Assistiamo, invece, a un lavoro salariato spesso privo di sicurezza e non qualificato; alla precarietà diffusa e a lavoretti informali; a diritti svenduti e a licenziamenti facili; a un’innovazione tecnologica che riduce i posti di lavoro in mancanza di sostegni al reddito delle famiglie. E con la crisi economica che sta incubando in questi mesi, è probabile che i ricatti ai danni dei lavoratori aumentino.
Per questo siamo accanto a tutte le lavoratrici e a tutti i lavoratori, convinti che ripartire da loro sia indispensabile per qualsiasi progetto politico di trasformazione dell’esistente. Senza un ripensamento radicale della questione del lavoro ogni promessa di cambiamento è destinata a cadere nel vuoto. Lo hanno dimostrato le cosiddette “sinistre” riformiste, e una parte cospicua dei sindacati, che hanno rinunciato letteralmente a mettere in discussione i diktat del dio Mercato negli ultimi decenni.
Bisogna uscire in fretta da questo tempio e tornare all’aria aperta. Rimettiamo le persone al centro, con i loro saperi, con il loro sudore, con la dignità e la voglia di cooperare per un’economia sostenibile.

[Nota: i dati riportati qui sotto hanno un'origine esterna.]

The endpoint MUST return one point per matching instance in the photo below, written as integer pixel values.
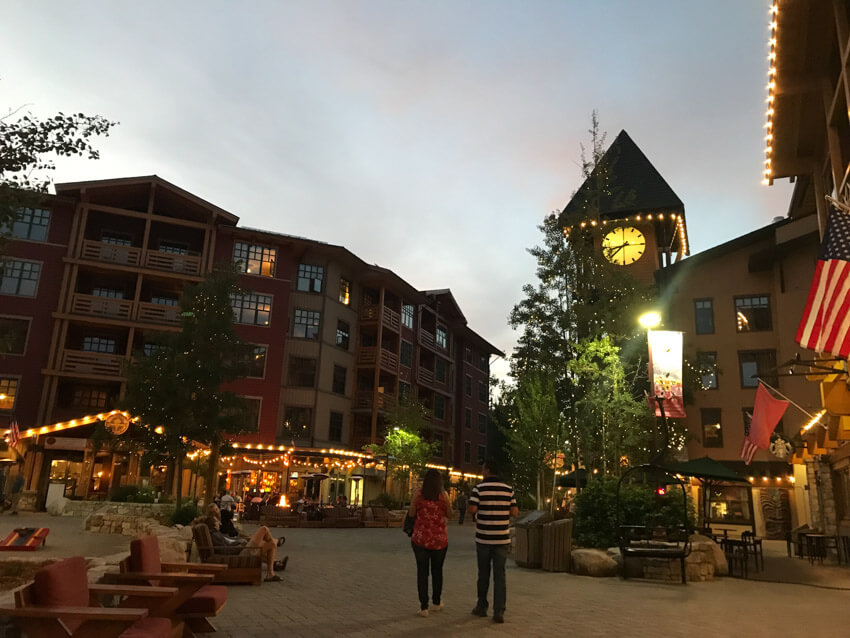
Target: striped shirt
(494, 500)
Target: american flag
(14, 432)
(825, 326)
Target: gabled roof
(628, 183)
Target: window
(254, 260)
(109, 293)
(115, 238)
(13, 335)
(306, 324)
(20, 278)
(30, 223)
(310, 278)
(442, 337)
(440, 368)
(752, 314)
(297, 423)
(257, 362)
(440, 442)
(87, 397)
(712, 431)
(252, 414)
(99, 344)
(704, 316)
(707, 369)
(344, 291)
(338, 385)
(406, 356)
(302, 372)
(343, 334)
(407, 315)
(729, 504)
(747, 415)
(335, 427)
(8, 392)
(439, 407)
(757, 364)
(251, 308)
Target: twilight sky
(429, 137)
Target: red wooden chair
(196, 599)
(61, 603)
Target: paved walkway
(361, 583)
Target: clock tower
(642, 220)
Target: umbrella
(577, 478)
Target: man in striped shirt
(493, 503)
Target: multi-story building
(99, 269)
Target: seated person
(262, 538)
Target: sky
(430, 138)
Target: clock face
(623, 245)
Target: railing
(113, 253)
(157, 313)
(427, 339)
(82, 362)
(101, 306)
(185, 264)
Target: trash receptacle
(557, 545)
(528, 538)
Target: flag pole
(770, 387)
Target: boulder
(593, 562)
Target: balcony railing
(82, 362)
(113, 253)
(101, 306)
(364, 400)
(369, 356)
(157, 313)
(184, 264)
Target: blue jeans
(434, 559)
(496, 555)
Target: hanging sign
(665, 371)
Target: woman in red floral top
(430, 538)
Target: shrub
(185, 514)
(595, 522)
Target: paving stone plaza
(361, 583)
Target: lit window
(30, 224)
(310, 278)
(20, 278)
(251, 309)
(407, 315)
(254, 260)
(344, 291)
(306, 324)
(752, 314)
(8, 392)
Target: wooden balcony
(97, 363)
(112, 253)
(391, 319)
(156, 313)
(364, 399)
(169, 262)
(369, 356)
(101, 306)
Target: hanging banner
(665, 371)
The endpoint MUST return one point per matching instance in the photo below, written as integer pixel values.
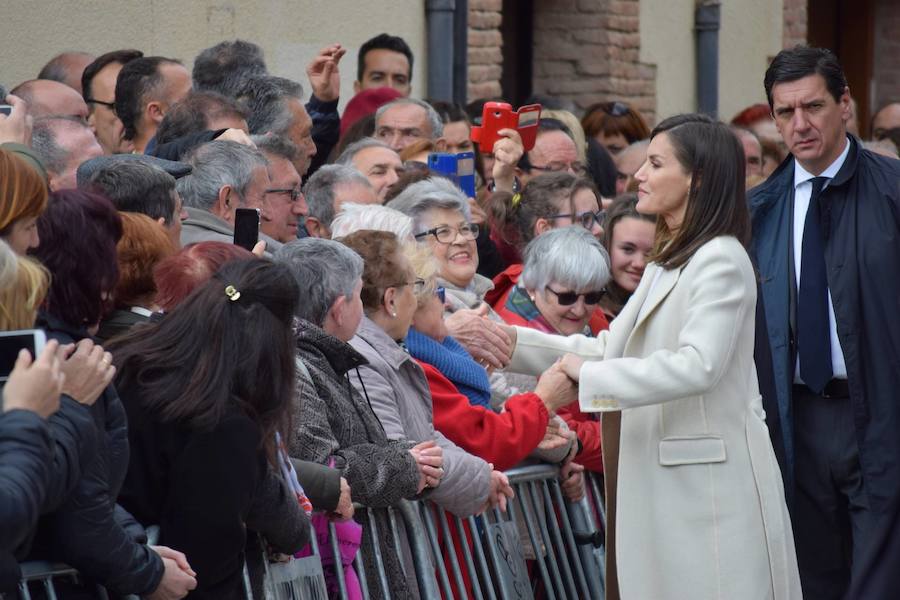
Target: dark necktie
(813, 329)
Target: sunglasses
(570, 298)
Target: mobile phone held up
(460, 168)
(246, 227)
(500, 115)
(12, 342)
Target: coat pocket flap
(691, 450)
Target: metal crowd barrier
(541, 546)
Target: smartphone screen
(246, 227)
(11, 342)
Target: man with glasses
(554, 151)
(286, 206)
(98, 84)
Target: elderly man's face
(402, 125)
(300, 132)
(102, 119)
(80, 145)
(285, 203)
(381, 166)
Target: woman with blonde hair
(23, 197)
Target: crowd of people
(391, 337)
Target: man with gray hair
(274, 107)
(226, 176)
(327, 191)
(63, 143)
(286, 205)
(137, 186)
(377, 161)
(405, 121)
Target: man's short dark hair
(265, 100)
(224, 67)
(382, 41)
(123, 57)
(57, 68)
(137, 80)
(134, 186)
(802, 61)
(194, 113)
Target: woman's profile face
(632, 241)
(663, 183)
(564, 318)
(23, 235)
(457, 260)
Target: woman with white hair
(563, 279)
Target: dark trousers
(837, 533)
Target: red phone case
(500, 115)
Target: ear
(155, 112)
(313, 227)
(542, 225)
(388, 300)
(225, 204)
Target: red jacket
(585, 426)
(503, 439)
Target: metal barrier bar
(484, 572)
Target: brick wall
(484, 53)
(587, 51)
(794, 31)
(887, 52)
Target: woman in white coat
(696, 503)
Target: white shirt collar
(801, 175)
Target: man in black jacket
(826, 240)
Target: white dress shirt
(802, 193)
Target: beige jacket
(696, 494)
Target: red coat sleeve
(503, 439)
(588, 431)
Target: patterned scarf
(455, 363)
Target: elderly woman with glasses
(442, 219)
(562, 282)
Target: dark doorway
(847, 28)
(517, 31)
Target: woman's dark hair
(623, 206)
(543, 197)
(716, 203)
(228, 347)
(798, 62)
(79, 232)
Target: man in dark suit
(826, 240)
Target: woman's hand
(430, 460)
(88, 370)
(571, 365)
(35, 386)
(507, 152)
(556, 388)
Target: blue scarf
(455, 363)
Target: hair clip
(232, 293)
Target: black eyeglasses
(294, 192)
(446, 234)
(576, 168)
(109, 105)
(570, 298)
(585, 219)
(615, 109)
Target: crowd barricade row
(542, 546)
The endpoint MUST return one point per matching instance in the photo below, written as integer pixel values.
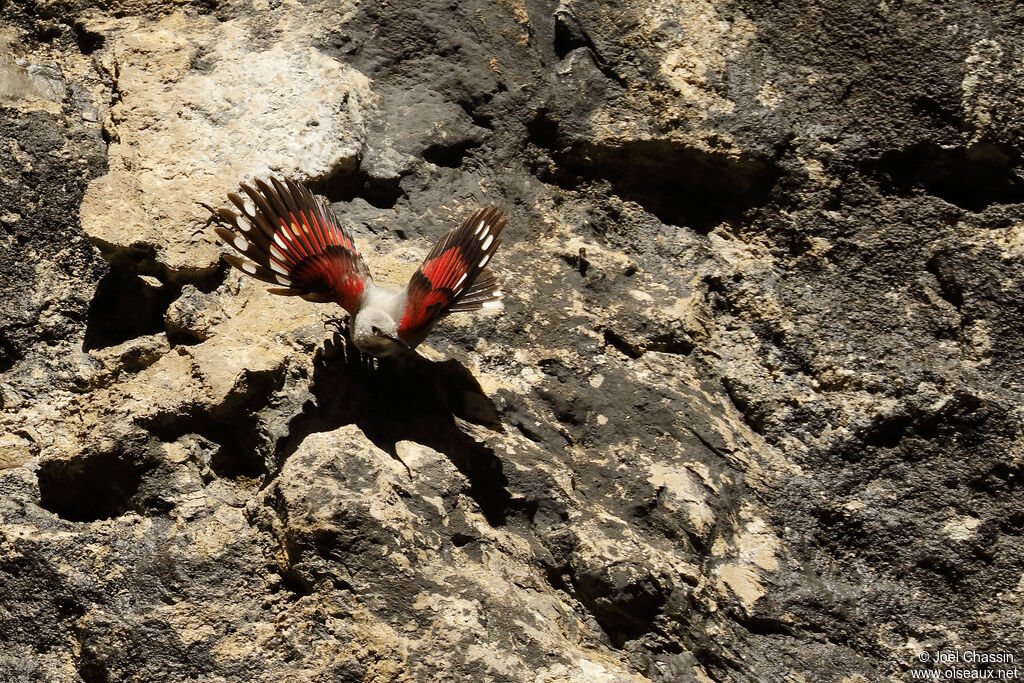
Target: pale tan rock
(183, 136)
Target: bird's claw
(337, 324)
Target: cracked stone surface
(752, 413)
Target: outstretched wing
(454, 276)
(294, 240)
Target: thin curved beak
(399, 341)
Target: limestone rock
(751, 412)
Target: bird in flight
(291, 239)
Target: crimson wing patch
(293, 240)
(454, 276)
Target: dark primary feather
(454, 276)
(292, 239)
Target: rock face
(753, 412)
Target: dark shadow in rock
(971, 177)
(124, 307)
(88, 487)
(349, 183)
(406, 399)
(680, 184)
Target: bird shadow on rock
(409, 398)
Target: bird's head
(376, 333)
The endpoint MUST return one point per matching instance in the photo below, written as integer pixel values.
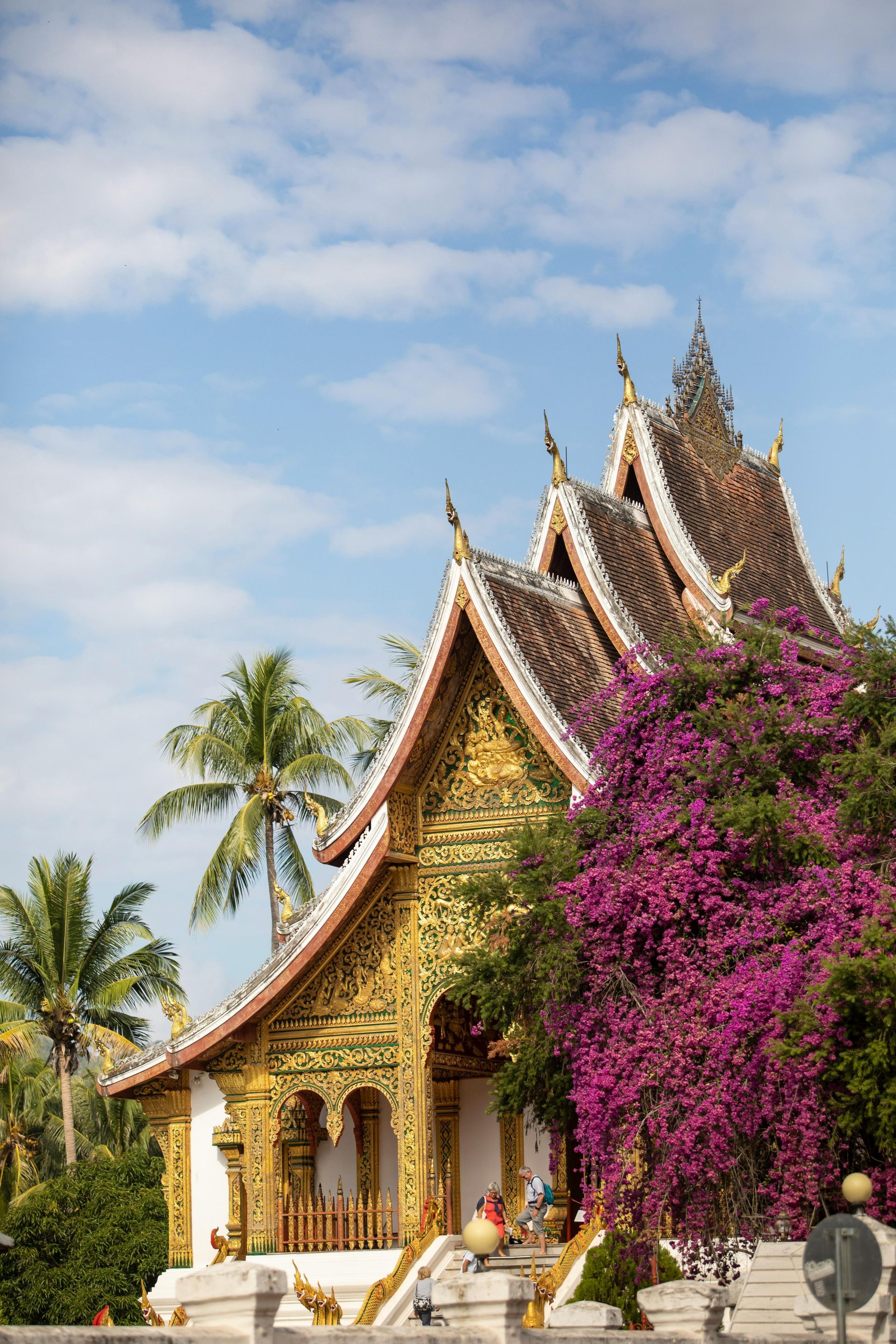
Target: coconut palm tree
(73, 979)
(264, 746)
(389, 690)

Ma soprattutto ampliamo la percezione del lavoro come valore, fino a riconoscere la necessità di una riconversione profonda: il lavoro deve esprimere CURA della vita, delle relazioni, dei beni comuni.
Solo così potremo abbandonare l’inciviltà dell’accumulazione e del capitale per entrare in una civiltà ecologica della cura e della dignità per tutte e tutti.